This nap lasted a couple of hours and ended with shivering and teeth rattling—thinking that this was due to just being a bit cold, I gave it 10-15 minutes before I called the nurse. Once I called the nurse, gears changed, 10 warmed blankets were added, vitals taken, doctors called, blood culture/labs were taken and the next three days would leave me bed ridden. My initial temperatures were in the 102-103 range but would peak at 104.2. The final disposition was that I received via an open sore in my mouth a strep/bacterial infection—they determined this from live cultures they grew in the lab. Day 21/Sunday, 27 Jan finally brought a break in fever with sweats off and on all day, with the final break late Sunday evening. I finally left the bed, beyond bathroom breaks, for short walks and so forth on Monday.

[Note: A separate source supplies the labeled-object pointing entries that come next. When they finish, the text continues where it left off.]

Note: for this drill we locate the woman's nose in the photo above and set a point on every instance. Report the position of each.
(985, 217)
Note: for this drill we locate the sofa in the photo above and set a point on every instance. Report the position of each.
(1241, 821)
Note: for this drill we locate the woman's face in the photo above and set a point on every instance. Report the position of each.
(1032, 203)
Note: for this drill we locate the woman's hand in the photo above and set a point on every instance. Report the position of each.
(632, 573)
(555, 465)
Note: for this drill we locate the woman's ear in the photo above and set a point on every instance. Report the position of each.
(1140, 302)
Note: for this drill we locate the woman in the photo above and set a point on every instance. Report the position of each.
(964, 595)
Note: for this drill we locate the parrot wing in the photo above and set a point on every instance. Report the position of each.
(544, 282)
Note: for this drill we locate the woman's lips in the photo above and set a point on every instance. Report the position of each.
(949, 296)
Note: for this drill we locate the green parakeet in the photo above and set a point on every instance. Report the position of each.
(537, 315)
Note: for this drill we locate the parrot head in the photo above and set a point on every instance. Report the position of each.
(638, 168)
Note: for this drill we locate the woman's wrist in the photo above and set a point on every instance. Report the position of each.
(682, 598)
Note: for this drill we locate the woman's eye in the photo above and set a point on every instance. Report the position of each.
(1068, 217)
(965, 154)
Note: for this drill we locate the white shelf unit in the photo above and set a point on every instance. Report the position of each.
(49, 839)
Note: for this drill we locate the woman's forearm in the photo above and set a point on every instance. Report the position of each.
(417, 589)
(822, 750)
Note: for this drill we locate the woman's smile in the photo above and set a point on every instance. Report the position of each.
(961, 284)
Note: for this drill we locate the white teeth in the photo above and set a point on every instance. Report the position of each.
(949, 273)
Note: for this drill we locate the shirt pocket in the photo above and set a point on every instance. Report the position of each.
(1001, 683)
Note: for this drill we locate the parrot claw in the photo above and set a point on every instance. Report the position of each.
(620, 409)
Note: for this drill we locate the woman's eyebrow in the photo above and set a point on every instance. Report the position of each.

In the time since my last entry, I have also changed/moved rooms twice, with each one better than the last. The last move occurred last evening. I now have a view over much of the City of Baltimore and a warm and inviting afternoon sun. The sun was something that I had to walk clear across the hospital campus to get a view and to bask in—a simple pleasure/feeling that I seemed to have taken advantage of. There are a lot of things in life that I seemed to have taken advantage of, now to be replaced with newer memories and with a sense of appreciation that I could have never imagined prior to cancer. Life will never be the same.
Today is Day 25/Thursday, 31 Jan. I took my first caffeine pill and today was the first day in a very long while that I do not have a headache! What a feeling! I also have been on Ambien for five nights and have had the best nights of sleep since being admitted—a full eight hours every night, with occasional wake-ups for vitals, but right back to sleep! Day 25 is the day that we should begin seeing my counts rise in the neutrophil category—the other categories, Red Blood Cells, White Blood Cells and Platelet counts are all increasing which mean that the neutrophil category should begin showing signs of increase. This increase will determine when I will and how I will be temporarily discharged (either to remain the area or allowed to return home).
The temporary discharge will be for approximately 2 weeks or more to allow all the counts to return to a level to allow for more chemotherapy, then transplant and Lord willing, the cure. Lastly, I would like to really thank my wife as she resides across the street at the Hackerman-Patz Family Pavilion, makes my breakfast (this hospital food is not for cancer patients), is here by 0800 and stays right by my side in my room, on my walks, makes lunch and dinner and leaves at 2000-2100 only to wake to “groundhog-day.” She’s my hero through this, my rock and the shoulder for me. We both pray that we get through this so that we can progress and move on to the next phase in our lives, the birth of our daughter in the latter part of May to early June of this year. She is why I fight so hard. Love to my bride and my daughter.